“This is truly one of the greatest if not the greatest tragedy that California has ever faced,” said California Gov. Jerry Brown earlier this month. “The devastation is just unbelievable, it’s a horror that no one could have imagined.”
That’s not a politician’s hyperbole, as the thousands of people displaced by those fires
know too well. Now that the fires have been almost completely contained and the extent of the damage has become clearer, here’s an update, by the numbers:
- More than 160,000 acres—or 250 square miles—have burned in Sonoma, Napa, and Solano counties, just north of San Francisco. Another 36,000 acres have burned farther north in Mendocino county. The fires are still not 100 percent contained.
- Forty-two people have died across Northern California, including 23 in Sonoma County alone. All together, the Northern California fires are the deadliest in the state’s history. (The second-deadliest was the 1933 Griffith Park fire, followed by the wildfire in the Oakland hills in 1991.)

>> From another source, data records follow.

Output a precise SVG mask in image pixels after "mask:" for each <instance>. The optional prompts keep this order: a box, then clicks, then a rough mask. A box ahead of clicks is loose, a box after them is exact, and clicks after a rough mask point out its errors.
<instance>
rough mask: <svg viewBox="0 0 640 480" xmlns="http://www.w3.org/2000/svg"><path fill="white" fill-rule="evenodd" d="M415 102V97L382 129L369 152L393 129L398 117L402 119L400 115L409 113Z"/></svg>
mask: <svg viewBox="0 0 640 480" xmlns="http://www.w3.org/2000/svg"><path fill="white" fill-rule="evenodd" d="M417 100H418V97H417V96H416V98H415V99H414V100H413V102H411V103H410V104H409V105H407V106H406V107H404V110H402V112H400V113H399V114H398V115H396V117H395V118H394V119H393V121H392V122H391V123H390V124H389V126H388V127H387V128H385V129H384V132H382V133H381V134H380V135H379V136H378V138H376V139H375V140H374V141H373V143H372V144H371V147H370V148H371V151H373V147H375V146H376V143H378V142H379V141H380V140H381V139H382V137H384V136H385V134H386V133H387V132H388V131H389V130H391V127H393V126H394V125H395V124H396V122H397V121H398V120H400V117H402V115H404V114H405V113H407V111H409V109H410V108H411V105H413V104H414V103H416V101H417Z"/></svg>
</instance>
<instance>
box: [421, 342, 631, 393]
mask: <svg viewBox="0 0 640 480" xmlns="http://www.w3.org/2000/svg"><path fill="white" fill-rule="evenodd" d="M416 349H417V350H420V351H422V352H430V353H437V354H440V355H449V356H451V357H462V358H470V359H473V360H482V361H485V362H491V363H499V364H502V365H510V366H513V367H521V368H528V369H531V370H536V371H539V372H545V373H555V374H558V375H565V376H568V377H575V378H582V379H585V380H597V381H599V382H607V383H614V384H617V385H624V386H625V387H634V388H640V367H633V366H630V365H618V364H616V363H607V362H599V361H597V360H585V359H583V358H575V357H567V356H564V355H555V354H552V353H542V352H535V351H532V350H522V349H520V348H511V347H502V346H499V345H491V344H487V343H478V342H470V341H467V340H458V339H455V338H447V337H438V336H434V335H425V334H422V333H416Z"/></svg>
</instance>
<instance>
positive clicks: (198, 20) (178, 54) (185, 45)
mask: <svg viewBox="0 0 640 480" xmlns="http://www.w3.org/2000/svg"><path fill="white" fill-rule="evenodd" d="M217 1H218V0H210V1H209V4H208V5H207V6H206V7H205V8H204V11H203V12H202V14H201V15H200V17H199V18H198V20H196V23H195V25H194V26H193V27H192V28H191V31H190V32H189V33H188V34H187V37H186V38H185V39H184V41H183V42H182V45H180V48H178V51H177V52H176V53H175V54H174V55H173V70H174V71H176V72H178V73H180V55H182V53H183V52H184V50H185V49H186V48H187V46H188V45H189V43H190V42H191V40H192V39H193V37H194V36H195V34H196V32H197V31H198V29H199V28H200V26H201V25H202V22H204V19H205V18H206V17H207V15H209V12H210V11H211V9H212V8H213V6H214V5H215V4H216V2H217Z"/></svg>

- As of last week, dozens of people were still missing.
- Some 8,400 structures have been destroyed, according to Cal Fire, the state’s wildfire-fighting agency. Eight insurers reported to the California insurance commissioner that about 5,500 homes were completely destroyed, with an additional 4,000 partially burned. Santa Rosa alone lost 3,000 homes to the fast-spreading Tubbs fire, a fact worsened by the Bay Area’s already dire housing crisis. Those who can afford to rebuild their homes face a labor shortage and steep labor costs.
- Last week, the commissioner estimated that losses totaled more than $1 billion, with that figure expected to rise.
- Nearly 500,000 acres have scorched California so far this year—twice as many acres as last year. Since October, Cal Fire has battled 250 new wildfires.
- At the fires’ peak, 11,000 firefighters across the state—including 3,800 inmate volunteers from the California Department of Corrections and Rehabilitation—battled the flames. Firefighters would work anywhere from 24 to 80 straight hours, dousing active fires and chopping down trees and brush to prevent their spread. About 4,300 remain on the frontlines.
- At least two dozen wineries in Napa, Sonoma, and Mendocino counties have been partly or fully destroyed. While some vineyards have been able to finish out the harvest season, those most affected may take five years to grow back their vines. Wineries are the backbone of the region’s tourism industry; visitors spent $1.92 billion last year.